Closed lauralorenz closed 7 years ago
yo @lauralorenz , in an ideal world, what would the input to the generate folds step be :thinking: ? I was thinking of having clean_corpus.py output an np.array, so then this generate folds script could pick up at getting the length for number_of_sentences
(pasted below for reference) ...
def generate_word2vec_folds(corpus='Empty', folds=3, seed=10, min_sentence_length=10):
'''
Generates a series of text files that each represent a training or test split of the text data. Since word2vec does
not conduct any calculations that rely on interactions across sentence boundaries this cross-validation k-fold generator
splits the text by sentence and then chooses random sentences together into the same corpus.
:param corpus: entire corpus to work on
:type corpus: bytearray, str, or mixed bytes and str
:param folds: how many train/test folds to make
:type folds: int
:param seed: random seed for the random number used to make the folds
:type seed: int
:param min_sentence_length: minimum sentence length that is considered valid
:type min_sentence_length: int
:return:
'''
# Tokenize the corpus into sentences because we need to get a random sample of sentences from the resulting list.
tokenized_corpus=tokenize_sentences(corpus)
#tokenize the corpus into sentences because we need to get a random sample of sentences from the resulting list.
cleaned_corpus= clean_corpus(corpus) #remove random characters from corpus
tokenized_corpus= tokenize_sentences(cleaned_corpus) #split into sentences
tokenized_corpus= validate_sentences(tokenized_corpus, min_sentence_length) #keep only sentences that are >= min_sentence length, start with capital
tokenized_corpus=np.array(tokenized_corpus)
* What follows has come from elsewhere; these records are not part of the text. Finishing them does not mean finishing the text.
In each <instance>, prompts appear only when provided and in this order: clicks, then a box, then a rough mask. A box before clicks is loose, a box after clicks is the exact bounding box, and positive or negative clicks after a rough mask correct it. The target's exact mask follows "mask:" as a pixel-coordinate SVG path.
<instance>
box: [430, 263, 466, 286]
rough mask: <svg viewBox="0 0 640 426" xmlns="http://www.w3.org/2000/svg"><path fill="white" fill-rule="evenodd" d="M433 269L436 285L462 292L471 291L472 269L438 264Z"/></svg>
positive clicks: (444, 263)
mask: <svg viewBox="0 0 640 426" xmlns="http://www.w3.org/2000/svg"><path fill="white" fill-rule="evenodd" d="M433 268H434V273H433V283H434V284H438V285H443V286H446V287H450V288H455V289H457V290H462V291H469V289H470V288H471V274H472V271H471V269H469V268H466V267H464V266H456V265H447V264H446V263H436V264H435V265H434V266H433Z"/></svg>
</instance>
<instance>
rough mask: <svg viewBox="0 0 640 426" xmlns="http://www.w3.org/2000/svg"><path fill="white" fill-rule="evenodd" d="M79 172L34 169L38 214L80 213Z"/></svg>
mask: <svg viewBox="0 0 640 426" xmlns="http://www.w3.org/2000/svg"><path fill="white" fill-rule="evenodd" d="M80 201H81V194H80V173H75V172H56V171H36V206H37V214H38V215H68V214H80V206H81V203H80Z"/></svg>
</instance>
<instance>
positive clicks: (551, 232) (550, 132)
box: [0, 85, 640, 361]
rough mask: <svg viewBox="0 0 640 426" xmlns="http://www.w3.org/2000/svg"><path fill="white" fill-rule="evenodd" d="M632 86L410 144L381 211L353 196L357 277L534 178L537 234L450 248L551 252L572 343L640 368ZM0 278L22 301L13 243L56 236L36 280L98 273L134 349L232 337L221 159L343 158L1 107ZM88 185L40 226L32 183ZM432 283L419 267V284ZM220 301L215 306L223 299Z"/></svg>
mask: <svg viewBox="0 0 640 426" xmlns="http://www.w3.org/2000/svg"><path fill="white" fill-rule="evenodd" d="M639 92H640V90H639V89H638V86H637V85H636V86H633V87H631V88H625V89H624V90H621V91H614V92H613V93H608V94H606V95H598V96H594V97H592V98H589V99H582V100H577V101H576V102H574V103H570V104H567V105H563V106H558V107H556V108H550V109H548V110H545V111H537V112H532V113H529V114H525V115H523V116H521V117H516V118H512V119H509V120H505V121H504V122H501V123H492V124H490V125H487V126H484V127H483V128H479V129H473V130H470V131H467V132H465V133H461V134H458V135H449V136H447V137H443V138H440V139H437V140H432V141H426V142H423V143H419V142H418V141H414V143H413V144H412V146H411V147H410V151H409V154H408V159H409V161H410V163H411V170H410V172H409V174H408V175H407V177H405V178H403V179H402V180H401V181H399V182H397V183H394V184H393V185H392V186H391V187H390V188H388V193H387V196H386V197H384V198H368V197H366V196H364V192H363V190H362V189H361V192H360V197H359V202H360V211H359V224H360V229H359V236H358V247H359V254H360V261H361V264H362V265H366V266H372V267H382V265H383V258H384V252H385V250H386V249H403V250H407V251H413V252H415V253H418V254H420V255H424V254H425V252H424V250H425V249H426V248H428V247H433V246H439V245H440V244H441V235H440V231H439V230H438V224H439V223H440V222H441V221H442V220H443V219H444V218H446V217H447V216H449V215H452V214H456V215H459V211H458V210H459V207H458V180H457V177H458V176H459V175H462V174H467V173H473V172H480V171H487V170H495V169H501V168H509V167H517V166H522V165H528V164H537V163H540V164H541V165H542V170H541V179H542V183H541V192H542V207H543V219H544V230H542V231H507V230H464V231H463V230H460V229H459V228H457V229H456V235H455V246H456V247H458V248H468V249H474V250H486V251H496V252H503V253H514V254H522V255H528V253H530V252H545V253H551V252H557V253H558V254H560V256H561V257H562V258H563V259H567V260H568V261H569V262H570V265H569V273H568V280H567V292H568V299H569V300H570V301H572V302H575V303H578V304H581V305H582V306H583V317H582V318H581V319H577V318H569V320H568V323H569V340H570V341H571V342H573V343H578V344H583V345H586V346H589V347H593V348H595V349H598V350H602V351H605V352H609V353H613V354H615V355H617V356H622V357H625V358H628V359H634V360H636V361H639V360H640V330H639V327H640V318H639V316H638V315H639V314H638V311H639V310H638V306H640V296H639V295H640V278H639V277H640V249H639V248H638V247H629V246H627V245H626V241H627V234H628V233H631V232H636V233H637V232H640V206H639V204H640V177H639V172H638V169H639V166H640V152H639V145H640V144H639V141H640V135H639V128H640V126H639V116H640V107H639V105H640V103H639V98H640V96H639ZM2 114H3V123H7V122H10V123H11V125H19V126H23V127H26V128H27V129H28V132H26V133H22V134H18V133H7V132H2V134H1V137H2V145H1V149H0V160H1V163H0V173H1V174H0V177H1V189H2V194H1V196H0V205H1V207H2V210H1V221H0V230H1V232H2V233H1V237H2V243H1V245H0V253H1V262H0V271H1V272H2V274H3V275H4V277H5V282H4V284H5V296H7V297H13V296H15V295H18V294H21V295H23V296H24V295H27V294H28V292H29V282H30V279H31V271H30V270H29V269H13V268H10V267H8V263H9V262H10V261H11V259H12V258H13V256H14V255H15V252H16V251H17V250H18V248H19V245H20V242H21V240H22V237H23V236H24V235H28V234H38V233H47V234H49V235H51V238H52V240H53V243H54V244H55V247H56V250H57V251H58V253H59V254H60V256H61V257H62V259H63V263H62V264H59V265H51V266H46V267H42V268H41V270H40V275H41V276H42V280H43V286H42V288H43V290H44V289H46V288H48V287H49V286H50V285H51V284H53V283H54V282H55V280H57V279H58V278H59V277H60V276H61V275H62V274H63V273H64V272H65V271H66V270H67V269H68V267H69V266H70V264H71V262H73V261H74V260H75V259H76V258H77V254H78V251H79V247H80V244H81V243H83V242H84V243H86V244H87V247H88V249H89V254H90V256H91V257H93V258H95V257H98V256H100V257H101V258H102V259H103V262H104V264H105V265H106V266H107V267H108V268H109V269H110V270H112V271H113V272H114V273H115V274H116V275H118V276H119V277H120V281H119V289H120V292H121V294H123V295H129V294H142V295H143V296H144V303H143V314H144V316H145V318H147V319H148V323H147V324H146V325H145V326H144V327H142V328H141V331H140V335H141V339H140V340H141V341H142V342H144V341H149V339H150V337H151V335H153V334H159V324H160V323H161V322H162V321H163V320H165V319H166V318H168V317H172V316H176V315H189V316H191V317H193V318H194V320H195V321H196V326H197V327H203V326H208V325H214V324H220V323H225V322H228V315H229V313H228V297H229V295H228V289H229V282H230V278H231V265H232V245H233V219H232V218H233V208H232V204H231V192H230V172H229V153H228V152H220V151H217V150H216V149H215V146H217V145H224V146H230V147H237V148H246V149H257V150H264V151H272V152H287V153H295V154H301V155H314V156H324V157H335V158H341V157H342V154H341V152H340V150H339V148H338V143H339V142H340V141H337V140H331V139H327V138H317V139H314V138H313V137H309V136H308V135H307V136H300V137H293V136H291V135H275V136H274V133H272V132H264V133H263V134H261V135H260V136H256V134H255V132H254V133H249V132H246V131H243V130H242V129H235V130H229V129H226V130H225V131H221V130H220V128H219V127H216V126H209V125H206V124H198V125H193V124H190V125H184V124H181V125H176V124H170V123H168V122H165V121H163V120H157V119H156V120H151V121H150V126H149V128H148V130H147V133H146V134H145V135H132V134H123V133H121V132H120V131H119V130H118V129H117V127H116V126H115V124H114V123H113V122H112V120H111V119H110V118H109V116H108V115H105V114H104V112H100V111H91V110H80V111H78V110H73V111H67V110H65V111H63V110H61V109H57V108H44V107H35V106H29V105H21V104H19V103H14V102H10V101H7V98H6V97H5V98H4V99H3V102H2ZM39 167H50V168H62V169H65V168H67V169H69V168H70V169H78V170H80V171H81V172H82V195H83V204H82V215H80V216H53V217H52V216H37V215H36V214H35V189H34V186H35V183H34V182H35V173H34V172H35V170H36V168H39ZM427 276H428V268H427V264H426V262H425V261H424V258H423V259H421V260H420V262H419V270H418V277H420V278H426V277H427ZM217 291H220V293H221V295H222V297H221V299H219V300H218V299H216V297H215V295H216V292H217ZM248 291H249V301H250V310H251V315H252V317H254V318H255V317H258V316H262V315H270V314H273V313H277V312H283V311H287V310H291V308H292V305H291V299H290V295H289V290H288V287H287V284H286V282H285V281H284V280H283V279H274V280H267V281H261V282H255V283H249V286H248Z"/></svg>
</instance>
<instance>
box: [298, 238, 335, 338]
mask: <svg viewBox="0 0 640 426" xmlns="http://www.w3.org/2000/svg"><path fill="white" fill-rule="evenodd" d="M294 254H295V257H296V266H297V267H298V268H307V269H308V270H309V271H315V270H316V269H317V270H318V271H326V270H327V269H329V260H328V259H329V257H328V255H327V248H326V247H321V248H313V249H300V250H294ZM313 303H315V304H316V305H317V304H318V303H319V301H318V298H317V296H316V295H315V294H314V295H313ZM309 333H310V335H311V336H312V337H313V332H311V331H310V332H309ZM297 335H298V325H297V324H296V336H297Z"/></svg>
# >>>> delete everything before this line, make the filename a param and import the tokenized
# corpus from a .npy file or however would require minimal adjustments <<<<
number_of_sentences=len(tokenized_corpus)
kf = KFold(n=number_of_sentences, n_folds=folds, shuffle=True, random_state=seed)
corpus_split = []
for train_index, test_index in kf:
corpus_split.append({'train':tokenized_corpus[train_index], 'test':tokenized_corpus[test_index]})
return corpus_split
Yeah, or maybe a newline delimited text so it's easy to read in. I don't love pickles because they're very version specific and I don't love the idea of a library dependent format (I believe numpy has some sort of storage format), especially if our array is 1-D anyways so we don't get a ton of advantage from the special numpy format anyways. But I could be convinced on the latter point if you want.
I'm also pro newline delimited text option because I think in the end/maybe soon we're going to have to do both this step and the former step in a streaming fashion to make this computationally manageable against different corpus sizes.
good point, will output newline delimited text!
Separate corpus cleaning from the generate folds step so that it is actually a preprocess step for our normal workflow. This way we can have a clean corpus that we port around without having to redo it every time we generate a new folds situation.